整個咒術界最了解這名東京校二年級學生的可能就是五條悟了, 再往下是學校裏的學生和教職工,最後才是像七海建人這樣有幾面之緣的咒術師。

而現在五條悟被封在了獄門疆裏,他跟著這名銀發學生脫離了大部隊, 前路被一大片迷霧遮掩住了。

他不知道……他不知道十枝空與咒術師的高層有所聯絡。

作為一名普通的一級術師,被召見都是少的, 哪裏會得到對方的聯系方式。

其實十枝空身上奇怪的舉動不少,可他不按常理出牌慣了,一時間說不出他哪一步是刻意為之。

現在七海建人細細想來,十枝空在涉谷時除了迫不得已失控暴走的階段,其餘時間總覺得他——

“覺得我什麽?”聽了會成年咒術師波瀾壯闊的心聲, 十枝頭卻還是低著的。

拇指按著屏幕把消息滑到最上方, 由於不是自己的手機, 十枝遺憾地把給軟件開啟了雲同步。

想著把換個新手機的事提到今天的日程上, 十枝瞥著屏幕息屏前兩點二十四的時間,擡頭看向七海建人。

“我和那裏的人認識很奇怪嗎?”用手機抵著下巴, 十枝環著另一只胳膊的手肘,“我也是被重點關註的人物吧, 這很正常。”

“……”

“怎麽了?七海你不要這麽沈默嘛。”銀發少年彎著眼,“只是上面的人知道我關註棘所以才給我發來消息, 沒有別的意思, 最多……想安撫我一下?”

——他怎麽可能相信這樣的說辭。

七海建人停頓片刻, “那根宿儺的手指?”

十枝頭一點一點,“那個啊,非要問的話, 有人麻煩我找到那東西藏一下不要交出去, 還有什麽疑問嗎?”

也正是他藏了這麽一下, 不然這根手指估計在涉谷就進了虎杖悠仁的肚子了。

金發男人沒有說話了, 他目光低垂在十枝身上巡視,像是在尋找一個三七分的點方便自己出手。

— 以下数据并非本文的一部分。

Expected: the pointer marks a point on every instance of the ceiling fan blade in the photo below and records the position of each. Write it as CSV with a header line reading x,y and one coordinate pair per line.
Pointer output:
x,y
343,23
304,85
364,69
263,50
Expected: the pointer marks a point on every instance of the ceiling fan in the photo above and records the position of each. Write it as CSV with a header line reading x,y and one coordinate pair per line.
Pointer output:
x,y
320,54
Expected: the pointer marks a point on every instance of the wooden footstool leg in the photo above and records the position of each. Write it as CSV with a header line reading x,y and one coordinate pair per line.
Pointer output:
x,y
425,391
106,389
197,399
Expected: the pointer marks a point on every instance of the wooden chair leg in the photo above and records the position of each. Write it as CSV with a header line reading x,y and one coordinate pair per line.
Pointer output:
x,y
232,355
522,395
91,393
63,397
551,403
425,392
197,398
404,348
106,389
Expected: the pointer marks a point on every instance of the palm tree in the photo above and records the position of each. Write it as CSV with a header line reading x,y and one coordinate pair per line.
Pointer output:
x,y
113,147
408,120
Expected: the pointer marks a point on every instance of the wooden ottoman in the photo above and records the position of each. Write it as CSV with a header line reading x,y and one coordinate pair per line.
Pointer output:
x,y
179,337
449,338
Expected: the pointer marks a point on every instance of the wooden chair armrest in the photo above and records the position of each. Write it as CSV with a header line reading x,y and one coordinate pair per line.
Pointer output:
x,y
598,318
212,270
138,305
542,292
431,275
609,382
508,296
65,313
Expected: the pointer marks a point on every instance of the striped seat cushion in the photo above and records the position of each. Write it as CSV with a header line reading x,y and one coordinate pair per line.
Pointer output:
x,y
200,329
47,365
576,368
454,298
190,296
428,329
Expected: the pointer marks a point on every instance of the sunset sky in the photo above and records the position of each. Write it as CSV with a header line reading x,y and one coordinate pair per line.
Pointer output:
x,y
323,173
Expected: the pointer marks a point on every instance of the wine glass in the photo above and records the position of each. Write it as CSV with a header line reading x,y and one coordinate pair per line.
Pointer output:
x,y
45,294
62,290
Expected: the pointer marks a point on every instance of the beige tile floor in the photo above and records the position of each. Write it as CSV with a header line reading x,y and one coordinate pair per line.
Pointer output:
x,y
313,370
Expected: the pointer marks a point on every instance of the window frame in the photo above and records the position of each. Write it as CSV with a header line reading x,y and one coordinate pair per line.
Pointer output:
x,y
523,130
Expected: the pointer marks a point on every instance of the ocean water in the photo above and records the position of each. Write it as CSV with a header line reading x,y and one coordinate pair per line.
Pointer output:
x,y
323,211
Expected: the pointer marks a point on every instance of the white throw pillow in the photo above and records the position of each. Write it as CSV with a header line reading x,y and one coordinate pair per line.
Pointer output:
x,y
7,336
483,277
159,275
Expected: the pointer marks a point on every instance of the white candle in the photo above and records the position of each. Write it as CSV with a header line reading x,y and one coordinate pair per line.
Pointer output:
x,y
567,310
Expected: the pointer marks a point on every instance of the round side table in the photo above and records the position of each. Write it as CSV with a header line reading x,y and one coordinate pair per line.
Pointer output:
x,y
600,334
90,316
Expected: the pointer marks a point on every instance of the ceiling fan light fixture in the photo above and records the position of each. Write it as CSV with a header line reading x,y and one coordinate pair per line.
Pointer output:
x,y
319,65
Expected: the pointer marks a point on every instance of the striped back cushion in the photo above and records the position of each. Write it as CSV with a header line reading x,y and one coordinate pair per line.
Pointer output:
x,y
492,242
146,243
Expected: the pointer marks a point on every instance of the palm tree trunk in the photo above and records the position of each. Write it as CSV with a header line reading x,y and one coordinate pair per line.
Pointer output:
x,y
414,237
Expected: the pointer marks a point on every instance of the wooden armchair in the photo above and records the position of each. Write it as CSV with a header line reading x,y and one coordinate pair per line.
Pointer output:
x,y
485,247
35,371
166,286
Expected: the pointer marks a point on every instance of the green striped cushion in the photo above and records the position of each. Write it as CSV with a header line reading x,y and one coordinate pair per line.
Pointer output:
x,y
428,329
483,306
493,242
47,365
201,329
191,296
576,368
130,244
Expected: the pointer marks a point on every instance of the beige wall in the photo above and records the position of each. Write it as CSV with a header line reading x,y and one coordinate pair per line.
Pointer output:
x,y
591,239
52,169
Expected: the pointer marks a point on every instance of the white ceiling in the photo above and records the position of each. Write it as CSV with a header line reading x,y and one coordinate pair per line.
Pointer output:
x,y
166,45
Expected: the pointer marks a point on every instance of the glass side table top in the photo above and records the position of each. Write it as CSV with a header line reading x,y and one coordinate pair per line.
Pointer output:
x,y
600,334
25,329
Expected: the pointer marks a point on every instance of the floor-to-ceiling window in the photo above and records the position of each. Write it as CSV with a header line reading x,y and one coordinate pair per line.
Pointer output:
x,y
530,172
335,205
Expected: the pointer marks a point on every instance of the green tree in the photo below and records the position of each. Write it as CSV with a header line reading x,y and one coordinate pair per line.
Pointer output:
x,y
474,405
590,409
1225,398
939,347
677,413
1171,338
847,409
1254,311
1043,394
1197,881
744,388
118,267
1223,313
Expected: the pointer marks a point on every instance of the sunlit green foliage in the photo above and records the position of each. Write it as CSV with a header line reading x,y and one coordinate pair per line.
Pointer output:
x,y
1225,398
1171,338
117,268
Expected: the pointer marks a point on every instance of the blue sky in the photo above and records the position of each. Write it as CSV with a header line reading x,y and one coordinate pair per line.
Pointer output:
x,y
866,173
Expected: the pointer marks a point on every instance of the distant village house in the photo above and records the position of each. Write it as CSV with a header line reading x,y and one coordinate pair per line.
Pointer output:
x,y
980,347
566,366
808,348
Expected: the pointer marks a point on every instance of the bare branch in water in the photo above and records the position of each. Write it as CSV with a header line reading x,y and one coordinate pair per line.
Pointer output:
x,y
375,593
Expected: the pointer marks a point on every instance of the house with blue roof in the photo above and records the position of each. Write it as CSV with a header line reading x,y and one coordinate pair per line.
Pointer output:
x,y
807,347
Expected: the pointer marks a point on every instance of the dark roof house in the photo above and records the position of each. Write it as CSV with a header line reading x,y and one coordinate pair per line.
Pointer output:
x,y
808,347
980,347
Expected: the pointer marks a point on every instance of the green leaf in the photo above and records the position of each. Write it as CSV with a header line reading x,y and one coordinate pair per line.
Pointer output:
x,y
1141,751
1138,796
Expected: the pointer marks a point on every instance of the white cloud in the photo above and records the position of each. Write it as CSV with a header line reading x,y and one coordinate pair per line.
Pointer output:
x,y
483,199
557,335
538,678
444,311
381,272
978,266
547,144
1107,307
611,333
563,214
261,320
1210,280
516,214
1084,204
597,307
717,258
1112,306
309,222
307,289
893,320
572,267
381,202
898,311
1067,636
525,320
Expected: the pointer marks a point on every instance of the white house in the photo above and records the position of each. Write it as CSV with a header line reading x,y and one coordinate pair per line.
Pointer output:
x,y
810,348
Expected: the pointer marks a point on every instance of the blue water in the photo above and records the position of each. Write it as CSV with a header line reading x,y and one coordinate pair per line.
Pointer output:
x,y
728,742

十枝哂笑一聲,讀到了對方更深的疑惑卻沒有對通訊錄上的名字作過多的解釋。

“嗯……話是這麽說的來著?反正好奇心會害死貓的,七海建人。”

十枝空說完這句話才想起來自己拋下其他人出來找人的目的,朝七海建人伸出了手。

並不是強制一定需要是自己的信徒,像面前的咒術師這樣半知根知底的人也行。

於是,十枝空向人發出了邀請。

他的話題轉變得極快,前幾分鐘還在明拒七海建人打聽情報,現在他就要求對方向自己許個願。

“什麽願望都行啦——哦不對。”忽然捕捉到了什麽,銀發少年話鋒一轉,“把五條悟放出來這個願望不可以,如果七海海你不想半個日本都癱瘓的話。”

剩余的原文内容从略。